The best part is the kids. Seeing the excitement on their faces as they see the rings of Saturn, or the craters of the Moon for the first time. You know that you've opened their minds, and changed their perspective on the world around them, and their lives will never be quite the same.
After looking at the incredible rings of Saturn, a group of teenagers decide it is much too spectacular to be real, and think it is all a hoax. A Halloween trick, to entertain the young and the gullible. Of course, they are much too smart to be fooled. Only after the witch lets them control the telescope, and point it in different directions, and look at other things, are they finally convinced that what they are seeing is real. In the end they are so impressed they stick around half the night, and bring the witch a steaming cup of hot coffee to ease the chill.
As usual there's always one or two people that just can't seem to get into the spirit of things. Like the woman, who, after a quick glance through the eyepiece, haughtily proclaims that she can see much better pictures on the internet, and marches off. And the drunk, who is more interested in things amorous, than in things astronomical. Thankfully, he too, eventually stumbles off into the night.
But most people are very impressed, and very grateful that someone would make the effort, on a cold winter night, to come out and give them the opportunity to do something so exciting, and entertaining, and educational, that they would otherwise never find the time or inspiration to fit into their busy lives.
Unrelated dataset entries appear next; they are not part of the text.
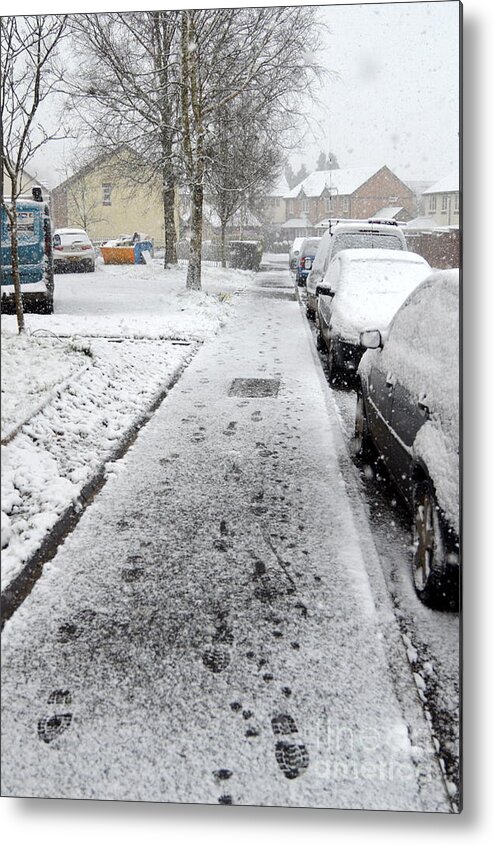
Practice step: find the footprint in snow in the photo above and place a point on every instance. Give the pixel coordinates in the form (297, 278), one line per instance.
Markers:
(292, 757)
(51, 727)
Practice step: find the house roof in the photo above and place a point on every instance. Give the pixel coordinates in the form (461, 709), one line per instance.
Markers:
(389, 211)
(345, 181)
(422, 223)
(447, 185)
(297, 223)
(249, 220)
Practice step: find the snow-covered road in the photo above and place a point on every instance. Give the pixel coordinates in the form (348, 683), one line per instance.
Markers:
(209, 632)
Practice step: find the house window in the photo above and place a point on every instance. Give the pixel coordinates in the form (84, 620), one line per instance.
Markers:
(106, 191)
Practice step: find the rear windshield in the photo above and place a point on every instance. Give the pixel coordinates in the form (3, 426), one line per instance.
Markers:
(365, 240)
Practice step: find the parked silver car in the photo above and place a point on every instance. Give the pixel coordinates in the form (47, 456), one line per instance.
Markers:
(362, 288)
(408, 409)
(73, 251)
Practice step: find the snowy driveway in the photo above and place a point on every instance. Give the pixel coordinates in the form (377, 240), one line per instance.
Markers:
(208, 633)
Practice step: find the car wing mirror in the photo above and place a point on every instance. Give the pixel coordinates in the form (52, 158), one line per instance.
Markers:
(371, 339)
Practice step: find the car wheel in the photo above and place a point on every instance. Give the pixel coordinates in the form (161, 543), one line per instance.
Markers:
(435, 580)
(361, 443)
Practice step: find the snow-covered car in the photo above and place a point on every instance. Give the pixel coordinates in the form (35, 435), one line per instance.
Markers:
(362, 287)
(348, 235)
(72, 251)
(408, 408)
(305, 259)
(294, 251)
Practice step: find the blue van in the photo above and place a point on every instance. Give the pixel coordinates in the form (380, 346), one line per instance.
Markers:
(35, 252)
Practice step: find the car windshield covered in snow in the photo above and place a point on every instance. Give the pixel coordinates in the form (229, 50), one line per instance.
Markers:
(365, 240)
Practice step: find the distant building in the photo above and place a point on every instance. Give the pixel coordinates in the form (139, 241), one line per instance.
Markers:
(275, 202)
(101, 199)
(442, 200)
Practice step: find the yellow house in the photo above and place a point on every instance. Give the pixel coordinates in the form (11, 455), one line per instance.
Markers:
(106, 202)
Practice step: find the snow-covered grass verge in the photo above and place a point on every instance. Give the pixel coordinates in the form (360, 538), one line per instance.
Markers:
(76, 383)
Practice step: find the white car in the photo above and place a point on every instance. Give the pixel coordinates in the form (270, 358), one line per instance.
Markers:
(362, 288)
(72, 251)
(353, 234)
(294, 251)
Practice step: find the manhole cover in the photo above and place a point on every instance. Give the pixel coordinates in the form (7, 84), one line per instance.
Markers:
(254, 387)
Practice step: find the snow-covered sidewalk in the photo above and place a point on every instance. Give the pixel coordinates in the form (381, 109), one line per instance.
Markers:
(208, 632)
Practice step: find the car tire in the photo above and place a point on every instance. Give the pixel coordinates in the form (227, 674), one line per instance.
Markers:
(320, 344)
(434, 578)
(332, 368)
(362, 447)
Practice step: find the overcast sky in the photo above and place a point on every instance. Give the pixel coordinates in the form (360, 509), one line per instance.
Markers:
(395, 100)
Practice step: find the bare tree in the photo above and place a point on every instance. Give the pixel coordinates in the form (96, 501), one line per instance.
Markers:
(229, 53)
(29, 76)
(243, 163)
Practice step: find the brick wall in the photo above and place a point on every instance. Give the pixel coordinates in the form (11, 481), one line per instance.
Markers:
(381, 190)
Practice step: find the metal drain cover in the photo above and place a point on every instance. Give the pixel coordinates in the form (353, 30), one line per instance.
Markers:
(257, 388)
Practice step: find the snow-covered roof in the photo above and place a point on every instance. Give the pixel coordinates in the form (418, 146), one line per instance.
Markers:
(447, 185)
(389, 212)
(421, 223)
(344, 181)
(248, 219)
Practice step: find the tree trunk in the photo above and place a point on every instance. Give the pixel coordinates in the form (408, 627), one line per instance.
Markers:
(14, 248)
(194, 268)
(169, 219)
(223, 243)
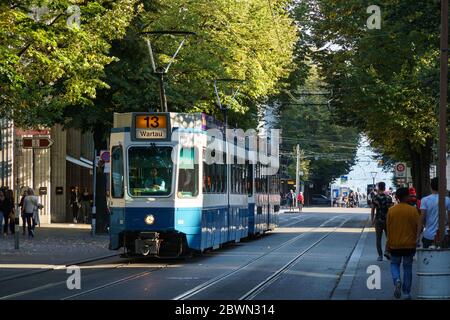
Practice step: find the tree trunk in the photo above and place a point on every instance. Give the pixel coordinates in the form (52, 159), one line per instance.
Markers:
(420, 168)
(102, 217)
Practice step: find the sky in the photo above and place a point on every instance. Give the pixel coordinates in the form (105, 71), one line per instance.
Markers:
(360, 175)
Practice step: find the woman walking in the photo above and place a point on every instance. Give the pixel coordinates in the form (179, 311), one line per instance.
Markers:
(300, 201)
(31, 206)
(11, 216)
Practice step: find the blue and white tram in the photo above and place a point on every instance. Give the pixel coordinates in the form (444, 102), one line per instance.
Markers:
(166, 200)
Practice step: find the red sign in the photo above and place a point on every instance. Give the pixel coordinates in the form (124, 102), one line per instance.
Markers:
(36, 143)
(20, 132)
And they thank the witch, over and over, and it warms her heart.
For despite the pointed hat, the lady out on the sidewalk with her telescope is no witch. She is more of an angel, come to Earth to enlighten, and to inspire the mortals around her to open their minds, and look beyond themselves, and hopefully start to treat each other a little bit better. For once someone has caught a glimpse of the infinite, they are not so easily drawn into petty quarrels and fights.
So the next time you see this little lady with her big telescope out on the streets of Kelowna (with or without a pointed hat), stop and say Hi. Her name is Colleen, and if there were more people like her, the world would be a much happier and safer place.